Support for legalization of <2 x s32>

newling commented 1 week ago

The error observed:

LLVM ERROR: unable to legalize instruction: %512:_(<2 x s32>) = G_MUL %378:_, %390:_ (in function: core_0_2)

Is this instruction multiplying 2 vectors containing 2 32-bit signed integers together?

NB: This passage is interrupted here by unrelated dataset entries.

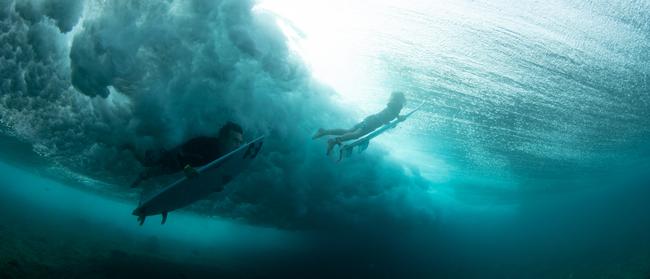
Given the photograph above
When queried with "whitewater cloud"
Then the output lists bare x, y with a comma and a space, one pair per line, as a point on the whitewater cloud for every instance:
156, 73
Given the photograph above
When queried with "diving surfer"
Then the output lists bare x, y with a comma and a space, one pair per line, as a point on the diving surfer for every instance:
369, 124
193, 153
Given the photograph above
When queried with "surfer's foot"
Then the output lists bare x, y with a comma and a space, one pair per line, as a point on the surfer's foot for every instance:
331, 143
190, 171
319, 133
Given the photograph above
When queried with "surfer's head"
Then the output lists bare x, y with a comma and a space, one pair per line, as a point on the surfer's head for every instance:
397, 100
230, 136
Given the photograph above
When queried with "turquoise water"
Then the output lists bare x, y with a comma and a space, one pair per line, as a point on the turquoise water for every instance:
529, 158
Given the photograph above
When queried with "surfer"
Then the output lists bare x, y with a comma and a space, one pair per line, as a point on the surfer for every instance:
193, 153
369, 124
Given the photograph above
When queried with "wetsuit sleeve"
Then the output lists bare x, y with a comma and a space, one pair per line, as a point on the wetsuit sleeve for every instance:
198, 151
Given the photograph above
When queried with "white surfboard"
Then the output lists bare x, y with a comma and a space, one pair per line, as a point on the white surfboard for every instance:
361, 144
195, 186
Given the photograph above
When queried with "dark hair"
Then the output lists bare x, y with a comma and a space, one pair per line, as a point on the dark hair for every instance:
397, 98
230, 126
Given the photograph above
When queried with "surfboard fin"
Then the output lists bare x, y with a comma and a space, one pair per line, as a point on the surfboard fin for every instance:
164, 218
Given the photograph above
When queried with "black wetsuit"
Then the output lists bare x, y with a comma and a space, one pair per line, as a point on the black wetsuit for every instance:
376, 120
195, 152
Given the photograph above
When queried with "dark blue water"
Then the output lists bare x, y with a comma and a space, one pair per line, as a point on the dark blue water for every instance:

Just checking, as my understanding is that this is not a supported operation on AIE.

Thanks

UPDATE: reproducer attached in comment below: https://github.com/Xilinx/llvm-aie/issues/102#issuecomment-2195908850

konstantinschwarz commented 1 week ago

Hi @newling, yes this instruction is multiplying two integer vectors <2 x s32>, and isn't supported natively. It can be implemented by extracting the scalar elements and executing the MUL instruction twice. That legalization is currently missing in our AIELegalizerInfo.cpp

newling commented 1 week ago

Thanks Konstantin.

newling commented 1 week ago

reproducers.tar.gz

The above contains files to reproduce.

To observe the error, run

./peano/install/bin/llc input_after.opt.ll -O2 --march=aie2 --function-sections --filetype=obj

where input_after.opt.ll is a file in the attached zip file (~300 line file). The error is:

LLVM ERROR: unable to legalize instruction: %512:_(<2 x s32>) = G_MUL %378:_, %390:_ (in function: core_0_2)
PLEASE submit a bug report to https://github.com/llvm/llvm-project/issues/ and include the crash backtrace.
Stack dump:
0.      Program arguments: ../../../peano_github/install/bin/llc results_dir_tmp/module_matmul_8x32_16xi32__dispatch_0_amdaie_xclbin_fb/input.opt.ll -O2 --march=aie2 --function-sections --filetype=obj

The file input_before.opt.ll is a very similar file, added a reference, for an example which compiles.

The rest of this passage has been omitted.